Intel and Micron are starting to enjoy the technology disruption caused by their 3D XPoint memory, which offers significantly faster access times while also maintaining the non-volatility of slower storage mediums. During Flash Memory Summit, Samsung made it clear that it wanted a piece of the action with Z-NAND.
With its second generation announced, we recently came across a Technology Briefing for their SZ985 Z-NAND SSD - a product based on the first generation of this speedier flash-based media. The cause for the speed and cost difference is that first generation Z-NAND operates in the SLC mode, while the successor shifts to MLC, storing twice the amount of data per memory cell / die.
The new Z-SSD takes on a similar form factor and layout as Samsung's previous enterprise NAND flash offerings. The newer media promises improved response times, bringing the product within striking distance of Intel's P4800X, which uses faster (and fundamentally different, 3D XPoint media.
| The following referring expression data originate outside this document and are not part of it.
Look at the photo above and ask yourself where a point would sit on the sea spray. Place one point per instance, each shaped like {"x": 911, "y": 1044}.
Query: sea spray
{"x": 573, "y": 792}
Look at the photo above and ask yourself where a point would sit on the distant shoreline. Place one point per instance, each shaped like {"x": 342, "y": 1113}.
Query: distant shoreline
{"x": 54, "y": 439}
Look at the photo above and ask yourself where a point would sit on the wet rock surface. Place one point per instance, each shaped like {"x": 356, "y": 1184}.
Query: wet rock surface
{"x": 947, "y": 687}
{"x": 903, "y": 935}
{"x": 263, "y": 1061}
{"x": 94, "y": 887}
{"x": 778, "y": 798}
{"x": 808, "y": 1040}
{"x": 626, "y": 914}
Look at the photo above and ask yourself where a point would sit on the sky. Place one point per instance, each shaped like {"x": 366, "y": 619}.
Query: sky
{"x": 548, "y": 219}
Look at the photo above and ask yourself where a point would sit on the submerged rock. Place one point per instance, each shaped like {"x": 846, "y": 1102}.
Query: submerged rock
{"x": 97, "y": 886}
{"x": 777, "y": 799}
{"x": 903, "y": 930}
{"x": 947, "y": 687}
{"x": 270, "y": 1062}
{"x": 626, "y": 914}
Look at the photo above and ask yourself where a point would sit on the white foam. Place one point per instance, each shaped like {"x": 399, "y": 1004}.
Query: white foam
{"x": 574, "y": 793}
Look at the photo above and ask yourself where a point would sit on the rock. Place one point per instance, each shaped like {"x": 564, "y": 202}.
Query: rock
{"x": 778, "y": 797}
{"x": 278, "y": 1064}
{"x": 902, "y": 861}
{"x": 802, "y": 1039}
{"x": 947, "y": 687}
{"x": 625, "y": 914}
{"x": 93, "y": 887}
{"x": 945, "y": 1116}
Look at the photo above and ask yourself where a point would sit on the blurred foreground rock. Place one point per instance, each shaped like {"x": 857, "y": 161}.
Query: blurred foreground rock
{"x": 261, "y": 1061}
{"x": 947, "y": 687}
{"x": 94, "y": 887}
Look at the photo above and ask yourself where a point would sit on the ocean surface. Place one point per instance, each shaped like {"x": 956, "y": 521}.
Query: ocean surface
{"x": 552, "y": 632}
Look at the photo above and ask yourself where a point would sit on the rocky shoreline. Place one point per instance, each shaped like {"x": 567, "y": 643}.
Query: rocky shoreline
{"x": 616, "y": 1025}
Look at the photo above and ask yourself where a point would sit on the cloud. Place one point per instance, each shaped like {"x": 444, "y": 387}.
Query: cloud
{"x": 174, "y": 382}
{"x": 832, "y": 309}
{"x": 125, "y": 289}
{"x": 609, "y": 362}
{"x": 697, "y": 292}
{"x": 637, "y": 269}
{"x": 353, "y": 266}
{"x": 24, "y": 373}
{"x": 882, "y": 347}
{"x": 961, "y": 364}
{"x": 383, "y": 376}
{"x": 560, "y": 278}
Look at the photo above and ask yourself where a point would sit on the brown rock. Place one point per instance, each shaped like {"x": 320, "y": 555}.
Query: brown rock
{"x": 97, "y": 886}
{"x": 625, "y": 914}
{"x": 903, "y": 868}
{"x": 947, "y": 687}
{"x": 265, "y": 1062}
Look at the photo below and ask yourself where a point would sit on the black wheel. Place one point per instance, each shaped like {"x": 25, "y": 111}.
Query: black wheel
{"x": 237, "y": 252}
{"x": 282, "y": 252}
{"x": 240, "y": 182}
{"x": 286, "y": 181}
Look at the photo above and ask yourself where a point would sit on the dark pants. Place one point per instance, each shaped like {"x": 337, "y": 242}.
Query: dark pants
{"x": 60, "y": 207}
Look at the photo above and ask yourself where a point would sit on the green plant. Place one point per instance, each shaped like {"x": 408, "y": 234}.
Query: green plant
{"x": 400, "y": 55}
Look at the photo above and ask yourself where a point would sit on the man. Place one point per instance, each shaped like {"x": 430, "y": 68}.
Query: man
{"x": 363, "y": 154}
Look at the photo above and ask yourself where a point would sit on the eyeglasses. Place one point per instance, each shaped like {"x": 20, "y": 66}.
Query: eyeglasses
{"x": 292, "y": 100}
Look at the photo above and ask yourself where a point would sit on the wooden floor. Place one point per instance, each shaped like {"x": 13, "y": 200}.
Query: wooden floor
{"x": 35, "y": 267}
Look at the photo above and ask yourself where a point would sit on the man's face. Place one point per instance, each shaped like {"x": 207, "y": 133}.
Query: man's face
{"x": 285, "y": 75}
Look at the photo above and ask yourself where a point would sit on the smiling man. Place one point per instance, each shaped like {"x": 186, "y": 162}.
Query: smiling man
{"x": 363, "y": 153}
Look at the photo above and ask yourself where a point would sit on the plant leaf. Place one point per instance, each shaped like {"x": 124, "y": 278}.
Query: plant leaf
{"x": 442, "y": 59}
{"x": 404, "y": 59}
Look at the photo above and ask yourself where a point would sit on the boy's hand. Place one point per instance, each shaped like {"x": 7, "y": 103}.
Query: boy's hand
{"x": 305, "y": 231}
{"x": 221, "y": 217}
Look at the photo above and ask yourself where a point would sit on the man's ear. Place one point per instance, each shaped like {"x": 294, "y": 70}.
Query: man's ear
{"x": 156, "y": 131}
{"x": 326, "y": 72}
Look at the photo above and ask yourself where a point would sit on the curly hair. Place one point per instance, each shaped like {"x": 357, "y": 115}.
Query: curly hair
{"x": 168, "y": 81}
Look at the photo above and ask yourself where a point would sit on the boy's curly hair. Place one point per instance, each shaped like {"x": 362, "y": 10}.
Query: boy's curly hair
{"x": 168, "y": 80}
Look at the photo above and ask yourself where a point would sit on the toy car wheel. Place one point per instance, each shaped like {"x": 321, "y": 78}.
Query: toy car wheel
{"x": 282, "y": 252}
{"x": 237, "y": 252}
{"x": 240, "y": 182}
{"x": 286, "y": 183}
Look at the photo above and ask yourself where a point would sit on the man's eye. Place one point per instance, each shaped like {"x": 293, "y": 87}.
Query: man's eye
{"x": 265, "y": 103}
Samsung makes their own flash, RAM, and SSD controllers, and with that front-to-back control comes the flexibility to better optimize the technology. This means die speeds, block/page sizes, bits per cell, and other architectural changes can be adjusted to help reduce read latency. While the stated write latency of 16 microseconds is impressive, it is important to note that flash-based devices already have relatively low write latencies due to the way the media buffers incoming data. The random write specification of only 170 thousand IOPS actually pales in comparison to Samsung's own consumer M.2 SSDs, some of which approach 400 thousand in the same metric. From this, we can infer that the Z-NAND implementation may be robbing Peter to pay Paul. The maximum write specification being so limited compared to the competing Optane P4800X from Intel or even from Samsung's own consumer products suggests that some additional work is being done during writes in order to improve read latencies. Alternatively, this can just be down to a controller limitation, as prior Samsung enterprise products have seen similar asymmetry in random read/write performance.
It remains unclear where the cost and availability of the SZ985 will fall, but Samsung's track record in the enterprise NVMe product sector has been satisfying orders to only a small subset of companies. With this product being based on costlier less-die-efficient first generation Z-NAND, Samsung may not be cost-competitive with Intel's higher performance offerings until a product based on the second generation of the media is launched and made more widely available to potential enterprise customers.